In attesa di sapere se l’European Medicines Agency accoglierà le richieste di approvazione degli anticorpi monoclonali lecanemab e donanemab, nel corso del 53esimo congresso nazionale della Società Italiana di Neurologia – tenutosi a Napoli dal 21 al 24 ottobre 2023 – è stato fatto il punto sulle novità in termini di prevenzione, diagnosi e cura della Malattia di Alzheimer.
“Si tratta di farmaci che, anche se approvati, non saranno indicati per la maggior parte dei pazienti”, ha commentato Alessandro Padovani, direttore della Clinica Neurologica dell’Università di Brescia e presidente eletto della Società Italiana di Neurologia.
“Noi speriamo che nei prossimi mesi e anni arrivino altri farmaci con indicazioni più ampie. Questi non interesseranno più del 20% dei pazienti che svilupperanno un decadimento cognitivo dovuto a Malattia di Alzheimer. Quindi siamo contenti ma non saranno questi i farmaci che risolveranno il problema di questa patologia”.
Sono sempre di più, invece, le evidenze riguardanti i fattori il cui controllo potrebbe ridurre il rischio di sviluppare questa condizione. Oltre a elementi come la scolarità, l’isolamento sociale, l’attività fisica, la dieta, l’inquinamento ambientale, è ormai chiaro che anche alcuni fattori di rischio cardiovascolare, i disturbi del sonno e la depressione possono modificare la probabilità di sviluppare una demenza di Alzheimer.
“La prevenzione, primaria e secondaria, è un dovere”, ha aggiunto Padovani. “Abbiamo necessità di insegnare alla popolazione l’importanza dell’attività fisica, dell’alimentazione e della stimolazione cognitiva, ma anche delle relazioni. I cambiamenti climatici imporranno una diversa gestione della popolazione anziana, così come il contrasto alle malattie vascolari. Diventano fondamentali condizioni quali il diabete e l’ipertensione”.
Alla luce delle possibili nuove prospettive terapeutiche, poi, diventa centrale il tema della diagnosi precoce. Presto saranno disponibili marcatori plasmatici che, insieme all’utilizzo della genomica e metabolomica, potranno definire il profilo di rischio della malattia e permetteranno di selezionare i soggetti da inviare ad altre indagini più invasive e costose come l’esame del liquor e la PET amiloide per una diagnosi certa.

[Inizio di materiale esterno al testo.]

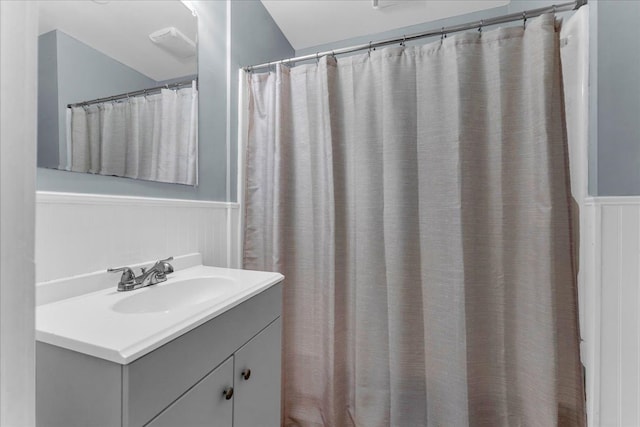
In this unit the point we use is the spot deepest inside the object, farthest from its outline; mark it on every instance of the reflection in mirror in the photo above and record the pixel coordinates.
(118, 89)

“La presenza della proteina tau 217, ad esempio, permette di documentare i pazienti a rischio di un’eventuale malattia di Alzheimer. Ovviamente non si tratta di un marcatore della diagnosi di Alzheimer, è comunque necessaria una conferma attraverso un esame PET o una risonanza magnetica. Tuttavia, questo marcatore sembra intercettare il nostro bisogno di arrivare ad un’individuazione precoce dei pazienti”.